I am still just tired.
I’ve taken Provigil the past two days (a smaller dose) so I could get some stuff done and I’ll probably do the same thing tomorrow. After all, stuff still has to get done, whether I have the energy for it or not. Which I don’t. I still want to stay in bed all day.
I wrote an article for Medium yesterday about how J grew up. It took a lot out of me and I still don’t feel like I did nearly as good of a job capturing what I wanted to say as I’d hoped. Maybe I’ll try again later.
I feel like I have so much I want to say and I just can’t get the words out.
I got in a fight with the kids at dinner yesterday. I apologized to them and we ended up resolving it but shit is just hard. I told them both that they had to start chipping in towards household expenses. But I made the mistake of telling Chloe that I didn’t feel like she was trying very hard to get a job (which, honestly, she’s not, although she has had a lot of delays due to her name change.) She burst into tears and said that she already feels bad enough that she doesn’t have a job and that she doesn’t feel confident that she can do it and my comments don’t help.
That broke my heart and I don’t know how to fix it. We talked through it and I told her that I was just extremely worried about money and I needed her to take her share of the bills out of her savings. I really, really didn’t want to have to do that.
Dylan stayed mad at me for longer (he’s a lot like J in that regard.) But he still gets over it quicker than J did. I told him that I needed to talk to him and I went over roughly how much our monthly bills are and how much income I have and he could easily see how short I am.
I told him that I needed his help and asked how much he would be able to contribute and when. I was surprised that he estimated a larger amount than I was thinking he would.
But he said that he might want me to pay off his student loans, which are relatively small; only $2750. They’re not even due yet so I told him we could revisit the issue when they do come due. I explained that in my current situation, paying bills that aren’t even due yet doesn’t make sense.
I am worried about him, though, because he is so extremely terrified of debt. Like to an irrational degree. J was similarly terrified of student loan debt, which I told him about.
When we first moved down here, J and I both were going to enroll in school; that was part of the reason we initially moved here. Even out-of-state tuition was cheaper in Texas than in-state tuition was in Michigan. But when he realized that we would have to take out loans to do it, he backed out (for both of us, which I didn’t appreciate.)
I explained how that ended up being a huge mistake that altered the course of our lives. J never did go to school for what he wanted (to teach elementary school.) I told Dylan that doing so ended up hugely screwing us over financially in the end because J didn’t earn as much as an elementary school teacher until 2 years ago.

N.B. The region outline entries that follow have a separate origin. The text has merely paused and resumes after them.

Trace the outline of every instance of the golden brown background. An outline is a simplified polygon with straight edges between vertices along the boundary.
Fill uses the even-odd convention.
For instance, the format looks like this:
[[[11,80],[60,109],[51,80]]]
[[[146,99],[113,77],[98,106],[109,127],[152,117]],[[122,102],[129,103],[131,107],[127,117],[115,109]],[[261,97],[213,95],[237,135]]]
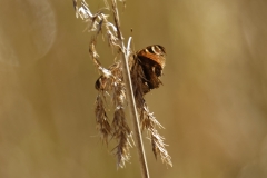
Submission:
[[[127,1],[126,39],[168,53],[164,86],[147,101],[174,167],[145,139],[151,178],[267,177],[266,9],[266,0]],[[136,148],[117,170],[98,137],[85,28],[71,0],[0,0],[1,178],[140,177]]]

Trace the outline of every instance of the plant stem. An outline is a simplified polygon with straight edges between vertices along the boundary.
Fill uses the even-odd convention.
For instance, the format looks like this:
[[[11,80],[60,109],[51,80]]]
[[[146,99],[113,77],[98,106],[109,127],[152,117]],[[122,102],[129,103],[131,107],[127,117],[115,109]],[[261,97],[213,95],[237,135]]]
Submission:
[[[122,34],[120,31],[117,2],[116,2],[116,0],[111,0],[111,2],[112,2],[115,24],[117,27],[117,36],[118,36],[118,39],[120,42],[119,44],[120,44],[121,51],[122,51],[121,52],[121,59],[122,59],[121,61],[122,61],[123,81],[126,85],[126,95],[128,98],[128,105],[129,105],[129,109],[130,109],[130,113],[131,113],[131,120],[134,123],[134,131],[135,131],[136,141],[137,141],[137,149],[138,149],[139,162],[140,162],[140,168],[141,168],[141,175],[142,175],[142,178],[149,178],[149,171],[148,171],[142,138],[141,138],[141,132],[140,132],[139,119],[138,119],[138,113],[137,113],[137,108],[136,108],[136,100],[135,100],[135,96],[134,96],[134,91],[132,91],[132,83],[131,83],[130,70],[129,70],[129,65],[128,65],[128,59],[130,57],[129,46],[128,46],[128,49],[126,49],[125,44],[123,44],[123,38],[122,38]]]

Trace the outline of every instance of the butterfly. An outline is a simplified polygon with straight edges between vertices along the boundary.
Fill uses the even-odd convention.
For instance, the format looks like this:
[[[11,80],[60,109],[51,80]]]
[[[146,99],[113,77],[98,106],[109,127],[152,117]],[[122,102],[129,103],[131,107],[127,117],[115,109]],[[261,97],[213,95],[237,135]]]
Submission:
[[[134,80],[134,88],[137,90],[141,89],[145,95],[151,89],[158,88],[159,85],[162,85],[159,79],[159,77],[162,76],[162,70],[166,63],[166,50],[162,46],[152,44],[140,49],[134,53],[130,60],[130,72],[131,79]],[[109,70],[112,72],[117,65],[112,65]],[[107,86],[107,77],[100,76],[97,79],[95,87],[97,90],[101,90]]]

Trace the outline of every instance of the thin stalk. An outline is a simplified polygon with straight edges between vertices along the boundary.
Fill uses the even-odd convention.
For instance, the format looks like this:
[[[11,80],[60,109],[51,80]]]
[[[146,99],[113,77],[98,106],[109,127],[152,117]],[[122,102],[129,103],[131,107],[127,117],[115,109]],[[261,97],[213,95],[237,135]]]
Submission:
[[[139,156],[141,175],[142,175],[142,178],[149,178],[149,171],[148,171],[146,154],[145,154],[145,149],[144,149],[141,132],[140,132],[140,125],[139,125],[139,119],[138,119],[138,113],[137,113],[137,108],[136,108],[136,100],[135,100],[135,95],[134,95],[134,90],[132,90],[132,82],[131,82],[130,70],[129,70],[129,65],[128,65],[128,59],[130,56],[129,46],[128,46],[128,49],[126,49],[125,44],[123,44],[123,38],[122,38],[122,34],[120,31],[117,2],[116,2],[116,0],[111,0],[111,2],[112,2],[115,24],[117,27],[117,34],[118,34],[118,39],[120,42],[119,44],[120,44],[121,51],[122,51],[121,52],[121,58],[122,58],[121,61],[122,61],[123,81],[126,85],[126,95],[128,98],[128,105],[129,105],[129,109],[130,109],[130,113],[131,113],[131,120],[134,123],[134,130],[135,130],[135,136],[136,136],[136,141],[137,141],[137,150],[138,150],[138,156]]]

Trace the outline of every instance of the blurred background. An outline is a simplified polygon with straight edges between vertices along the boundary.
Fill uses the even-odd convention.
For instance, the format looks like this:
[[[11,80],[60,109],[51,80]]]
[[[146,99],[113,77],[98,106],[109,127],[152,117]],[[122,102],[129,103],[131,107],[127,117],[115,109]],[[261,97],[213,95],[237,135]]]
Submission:
[[[88,3],[93,12],[103,4]],[[155,160],[145,139],[151,178],[266,178],[267,1],[119,7],[136,49],[159,43],[168,55],[164,86],[146,99],[174,167]],[[141,177],[136,148],[117,170],[96,130],[99,75],[85,28],[71,0],[0,0],[1,178]],[[108,67],[111,50],[99,47]]]

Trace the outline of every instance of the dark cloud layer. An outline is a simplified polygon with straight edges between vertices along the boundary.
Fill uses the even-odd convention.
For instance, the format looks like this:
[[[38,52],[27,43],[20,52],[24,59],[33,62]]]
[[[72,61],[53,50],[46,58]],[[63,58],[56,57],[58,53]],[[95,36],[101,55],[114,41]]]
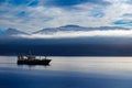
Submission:
[[[47,0],[45,2],[46,6],[52,6],[52,7],[70,7],[81,3],[94,3],[94,4],[103,4],[103,6],[110,4],[110,2],[103,0]]]

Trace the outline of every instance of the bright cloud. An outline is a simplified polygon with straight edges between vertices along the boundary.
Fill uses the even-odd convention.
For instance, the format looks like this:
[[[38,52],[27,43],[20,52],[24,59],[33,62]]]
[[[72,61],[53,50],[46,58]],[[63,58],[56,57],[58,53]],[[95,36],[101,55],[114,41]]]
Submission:
[[[34,32],[67,24],[114,26],[118,21],[132,21],[131,8],[131,0],[0,0],[0,29]],[[132,26],[130,22],[120,25]]]
[[[65,38],[65,37],[132,37],[132,30],[109,30],[109,31],[79,31],[79,32],[56,32],[53,34],[15,35],[25,38]]]

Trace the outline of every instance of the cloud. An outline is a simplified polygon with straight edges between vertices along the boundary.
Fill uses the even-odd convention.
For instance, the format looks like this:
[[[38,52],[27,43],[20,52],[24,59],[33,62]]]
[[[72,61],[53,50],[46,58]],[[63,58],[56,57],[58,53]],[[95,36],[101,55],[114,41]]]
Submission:
[[[132,8],[121,0],[0,0],[0,29],[25,32],[68,24],[119,25],[113,22],[129,18],[125,13]]]
[[[67,37],[132,37],[132,30],[109,30],[109,31],[79,31],[79,32],[56,32],[53,34],[16,35],[25,38],[67,38]]]
[[[116,21],[114,24],[117,24],[117,25],[130,25],[130,26],[132,26],[132,20],[119,20],[119,21]]]
[[[110,4],[108,1],[103,0],[46,0],[44,4],[52,7],[72,7],[81,3],[94,3],[94,4]]]

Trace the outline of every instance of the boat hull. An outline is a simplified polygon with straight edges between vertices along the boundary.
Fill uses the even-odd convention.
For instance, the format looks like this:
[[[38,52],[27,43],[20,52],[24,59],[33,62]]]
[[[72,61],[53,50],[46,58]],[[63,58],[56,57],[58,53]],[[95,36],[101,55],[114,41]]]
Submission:
[[[18,65],[50,65],[51,59],[43,59],[43,61],[18,61]]]

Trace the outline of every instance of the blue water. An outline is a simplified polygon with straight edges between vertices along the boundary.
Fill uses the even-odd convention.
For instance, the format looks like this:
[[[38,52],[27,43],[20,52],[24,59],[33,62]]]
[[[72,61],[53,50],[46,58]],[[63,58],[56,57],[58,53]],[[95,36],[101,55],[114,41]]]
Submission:
[[[48,57],[50,66],[0,56],[0,88],[132,88],[132,57]]]

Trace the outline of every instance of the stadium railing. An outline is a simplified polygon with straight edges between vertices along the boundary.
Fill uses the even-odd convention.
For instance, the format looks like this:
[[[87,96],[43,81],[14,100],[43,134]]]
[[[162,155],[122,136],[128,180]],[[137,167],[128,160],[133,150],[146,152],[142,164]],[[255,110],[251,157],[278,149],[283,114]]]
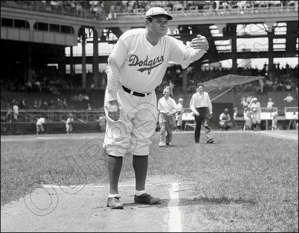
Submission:
[[[18,121],[13,120],[13,111],[1,110],[1,123],[24,124],[35,123],[40,117],[46,118],[48,123],[65,122],[68,115],[71,114],[75,122],[81,123],[95,122],[102,114],[103,110],[75,110],[51,109],[40,110],[35,109],[21,109],[19,110]]]
[[[36,3],[39,1],[18,1],[18,3],[14,2],[15,1],[1,1],[1,6],[10,8],[18,8],[28,10],[38,11],[40,12],[45,12],[51,13],[56,13],[65,15],[70,15],[78,17],[87,18],[95,18],[95,14],[91,13],[87,9],[84,9],[83,15],[78,14],[74,8],[64,8],[62,6],[53,6],[47,3],[43,5],[40,3]],[[296,1],[293,4],[289,4],[287,6],[283,5],[282,3],[278,5],[271,4],[267,2],[264,5],[259,6],[255,6],[254,4],[248,5],[243,9],[237,5],[232,5],[228,8],[224,8],[222,6],[219,6],[217,9],[213,9],[211,6],[205,5],[202,9],[198,9],[196,6],[190,7],[188,9],[184,8],[178,10],[169,9],[167,8],[167,12],[171,15],[177,17],[184,16],[206,16],[211,15],[239,15],[244,14],[272,14],[277,13],[290,13],[292,12],[298,11],[298,2]],[[117,13],[116,19],[122,19],[126,18],[143,18],[145,15],[145,11],[142,9],[136,9],[135,12]],[[98,19],[105,20],[108,18],[109,13],[100,15]]]

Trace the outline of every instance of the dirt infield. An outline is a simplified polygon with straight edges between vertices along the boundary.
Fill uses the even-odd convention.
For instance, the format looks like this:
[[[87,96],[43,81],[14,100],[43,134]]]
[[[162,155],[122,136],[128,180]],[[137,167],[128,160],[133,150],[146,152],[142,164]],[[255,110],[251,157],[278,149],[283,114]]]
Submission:
[[[161,199],[152,206],[134,203],[135,180],[120,183],[124,210],[106,207],[107,186],[88,185],[73,195],[66,193],[68,187],[44,186],[2,208],[1,232],[168,231],[168,206],[174,181],[165,177],[147,180],[149,193]]]

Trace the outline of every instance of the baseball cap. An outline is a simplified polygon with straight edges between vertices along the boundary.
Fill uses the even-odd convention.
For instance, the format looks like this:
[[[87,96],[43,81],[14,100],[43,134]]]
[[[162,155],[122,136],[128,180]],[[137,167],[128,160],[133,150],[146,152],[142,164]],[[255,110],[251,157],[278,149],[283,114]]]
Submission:
[[[149,16],[156,15],[157,14],[165,14],[165,15],[167,15],[168,20],[172,19],[172,17],[168,14],[167,12],[166,12],[166,10],[162,7],[152,7],[149,9],[147,11],[147,13],[146,13],[146,18],[147,18]]]

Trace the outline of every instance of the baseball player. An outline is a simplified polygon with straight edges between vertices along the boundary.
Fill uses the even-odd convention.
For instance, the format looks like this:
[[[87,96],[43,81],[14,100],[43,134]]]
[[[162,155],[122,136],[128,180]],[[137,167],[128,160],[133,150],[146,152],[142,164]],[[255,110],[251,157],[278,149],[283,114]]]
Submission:
[[[223,129],[227,131],[228,129],[231,128],[233,124],[230,122],[230,116],[228,114],[228,108],[226,108],[223,112],[219,116],[219,125],[220,126],[220,130]]]
[[[43,124],[46,124],[46,119],[43,117],[41,117],[36,121],[36,135],[38,135],[39,132],[41,131],[43,134],[44,132]]]
[[[74,119],[72,115],[70,115],[65,122],[65,128],[66,128],[66,134],[69,134],[73,131],[73,123]]]
[[[253,130],[260,130],[261,129],[261,104],[258,102],[258,98],[256,97],[251,99],[248,107],[250,107],[253,112],[254,117],[252,118]]]
[[[201,123],[203,121],[203,128],[207,141],[207,144],[214,143],[213,131],[210,127],[210,119],[213,114],[212,103],[208,92],[203,91],[203,84],[197,84],[197,91],[194,93],[190,101],[190,109],[194,113],[195,143],[199,143]]]
[[[166,36],[172,19],[162,8],[151,8],[146,13],[146,28],[125,32],[108,58],[104,104],[107,127],[103,147],[109,155],[107,205],[111,208],[124,208],[119,200],[118,181],[123,157],[130,154],[133,155],[135,172],[135,202],[154,204],[160,201],[145,190],[150,138],[157,123],[154,89],[162,82],[168,61],[186,68],[209,48],[200,35],[190,46]]]
[[[176,109],[177,109],[177,115],[176,116],[176,131],[179,132],[180,132],[181,131],[183,122],[182,117],[183,116],[183,111],[184,110],[184,107],[183,106],[183,102],[184,100],[182,98],[180,98],[178,99],[178,103],[177,103],[177,104],[176,105]]]
[[[172,137],[172,127],[175,127],[175,114],[177,112],[175,101],[169,97],[170,90],[167,87],[163,90],[164,96],[158,101],[158,119],[160,124],[159,147],[169,146]]]

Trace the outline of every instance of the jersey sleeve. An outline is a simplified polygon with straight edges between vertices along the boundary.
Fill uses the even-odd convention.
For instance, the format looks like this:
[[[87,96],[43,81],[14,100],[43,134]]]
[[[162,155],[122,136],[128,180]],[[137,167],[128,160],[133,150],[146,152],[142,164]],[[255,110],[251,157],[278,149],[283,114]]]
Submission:
[[[178,40],[169,37],[171,43],[171,49],[169,60],[180,64],[182,69],[185,69],[192,62],[201,58],[205,51],[202,49],[194,49],[180,43]]]
[[[126,38],[126,41],[127,41],[128,40],[128,38]],[[122,36],[121,36],[117,41],[114,49],[113,49],[110,55],[110,56],[114,58],[119,69],[121,69],[127,59],[128,47],[125,43],[126,42],[123,40]]]

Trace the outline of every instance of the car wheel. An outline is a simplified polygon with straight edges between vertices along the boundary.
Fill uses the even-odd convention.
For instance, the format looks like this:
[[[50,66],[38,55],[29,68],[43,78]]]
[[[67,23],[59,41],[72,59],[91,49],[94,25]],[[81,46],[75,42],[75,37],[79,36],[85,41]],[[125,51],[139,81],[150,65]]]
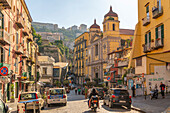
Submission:
[[[109,108],[112,108],[113,106],[112,106],[112,102],[111,101],[109,101]]]
[[[131,105],[127,106],[128,109],[131,109]]]
[[[50,104],[48,104],[48,107],[50,107]]]
[[[105,100],[104,100],[104,99],[103,99],[103,104],[104,104],[104,105],[106,105],[106,102],[105,102]]]

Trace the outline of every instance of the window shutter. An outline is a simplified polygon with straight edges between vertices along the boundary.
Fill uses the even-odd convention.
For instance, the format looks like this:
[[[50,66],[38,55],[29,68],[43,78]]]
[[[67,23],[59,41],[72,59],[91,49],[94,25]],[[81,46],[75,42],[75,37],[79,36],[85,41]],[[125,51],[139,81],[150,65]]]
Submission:
[[[164,38],[164,24],[161,25],[161,38]]]
[[[156,39],[158,39],[158,27],[155,28],[155,33],[156,33]]]
[[[145,44],[147,44],[147,34],[145,34]]]
[[[151,43],[151,32],[149,32],[149,43]]]

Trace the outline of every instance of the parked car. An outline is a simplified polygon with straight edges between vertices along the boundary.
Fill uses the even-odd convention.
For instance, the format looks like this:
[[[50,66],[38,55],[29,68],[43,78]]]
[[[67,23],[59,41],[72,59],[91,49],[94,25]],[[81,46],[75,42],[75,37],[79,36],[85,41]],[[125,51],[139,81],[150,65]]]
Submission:
[[[36,102],[35,104],[36,111],[40,112],[40,109],[44,109],[45,102],[39,92],[21,92],[18,97],[17,111],[25,110],[25,105],[19,102],[34,100],[34,99],[39,99],[39,102]],[[34,110],[34,102],[27,103],[26,109],[28,111]]]
[[[110,108],[114,105],[126,106],[131,109],[131,96],[125,89],[121,88],[111,88],[106,92],[103,100],[104,105],[108,105]]]
[[[3,100],[0,99],[0,113],[9,113],[9,108]]]
[[[103,97],[104,97],[104,89],[102,87],[95,87],[95,89],[97,90],[97,92],[99,94],[99,98],[103,99]]]
[[[50,88],[47,98],[48,107],[51,104],[64,104],[67,105],[67,94],[65,88]]]

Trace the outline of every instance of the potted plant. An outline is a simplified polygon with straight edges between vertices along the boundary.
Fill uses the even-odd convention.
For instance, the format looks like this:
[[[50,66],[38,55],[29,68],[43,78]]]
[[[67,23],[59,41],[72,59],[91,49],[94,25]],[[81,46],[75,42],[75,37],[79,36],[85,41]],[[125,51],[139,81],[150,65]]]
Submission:
[[[154,42],[154,39],[152,39],[151,42]]]

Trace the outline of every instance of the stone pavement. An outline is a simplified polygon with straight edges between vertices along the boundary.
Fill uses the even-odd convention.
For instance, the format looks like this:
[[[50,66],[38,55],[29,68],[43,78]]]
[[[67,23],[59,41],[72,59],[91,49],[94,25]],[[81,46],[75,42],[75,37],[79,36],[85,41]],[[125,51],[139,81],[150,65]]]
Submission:
[[[144,96],[135,97],[132,98],[132,105],[134,108],[139,108],[146,113],[161,113],[170,107],[170,94],[167,94],[164,99],[162,99],[160,94],[158,99],[152,100],[149,96],[147,96],[146,100]]]

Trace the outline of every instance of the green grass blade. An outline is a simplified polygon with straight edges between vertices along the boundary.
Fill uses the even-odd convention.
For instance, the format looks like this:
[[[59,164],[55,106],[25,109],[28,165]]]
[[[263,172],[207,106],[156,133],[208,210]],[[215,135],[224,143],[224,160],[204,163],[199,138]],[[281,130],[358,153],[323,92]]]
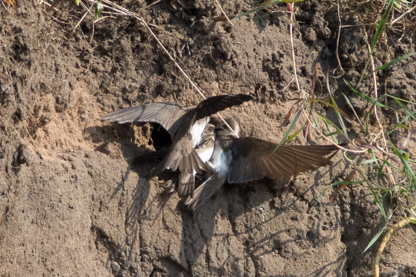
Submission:
[[[399,58],[397,58],[397,59],[394,59],[394,60],[391,61],[391,62],[390,62],[389,63],[387,63],[385,64],[383,64],[383,65],[382,65],[380,67],[377,67],[377,68],[376,68],[374,70],[374,71],[373,72],[376,72],[377,71],[379,71],[380,70],[382,70],[383,69],[385,69],[386,68],[387,68],[387,67],[388,67],[390,65],[393,65],[393,64],[394,64],[395,63],[396,63],[397,62],[399,62],[399,61],[400,61],[401,60],[403,60],[405,59],[406,59],[406,58],[407,58],[409,57],[411,57],[412,56],[413,56],[413,55],[415,55],[415,54],[416,54],[416,52],[414,52],[413,53],[411,53],[410,54],[407,54],[405,55],[404,56],[402,56],[401,57],[400,57]]]
[[[259,11],[261,9],[263,9],[264,8],[266,8],[269,6],[274,5],[274,4],[276,4],[277,3],[280,3],[281,2],[284,2],[285,3],[296,3],[296,2],[300,2],[303,0],[294,0],[293,1],[291,1],[290,0],[273,0],[272,1],[270,1],[270,0],[269,0],[260,3],[258,7],[255,7],[253,9],[248,10],[247,11],[244,12],[243,13],[240,13],[234,18],[232,18],[231,20],[231,21],[232,21],[233,20],[236,20],[237,19],[238,19],[239,18],[243,17],[243,16],[246,16],[246,15],[248,15],[249,14],[251,14],[252,13],[254,13],[255,12]]]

Dylan didn’t believe me and he fact-checked me right then on his phone and looked up the median salary for elementary school teachers in our metro. Oh.
I don’t know if I should pay off his student loan or not. On the one hand, it’s not that much. But on the other hand, is he entitled to it? I mean, no one ever paid off any of my loans. And he seemed to think that the life insurance money I got was “supposed to” go toward my education, so why not his, too?
The sense of entitlement was so huge in his statement. I explained that no, the life insurance money is all I will ever have as a personal safety net.
But he’s so terrified of debt that I don’t know what he’d do if I didn’t pay it off. He doesn’t understand that his payments would be next to nothing; it’s the fact of having that debt that’s terrifying to him. I’ll have to think about it for a while.
Meanwhile, another day, another shooting in America. I’m so, so tired of this. I want to get out of this state, possibly this whole country. I really don’t know what to do about that, either.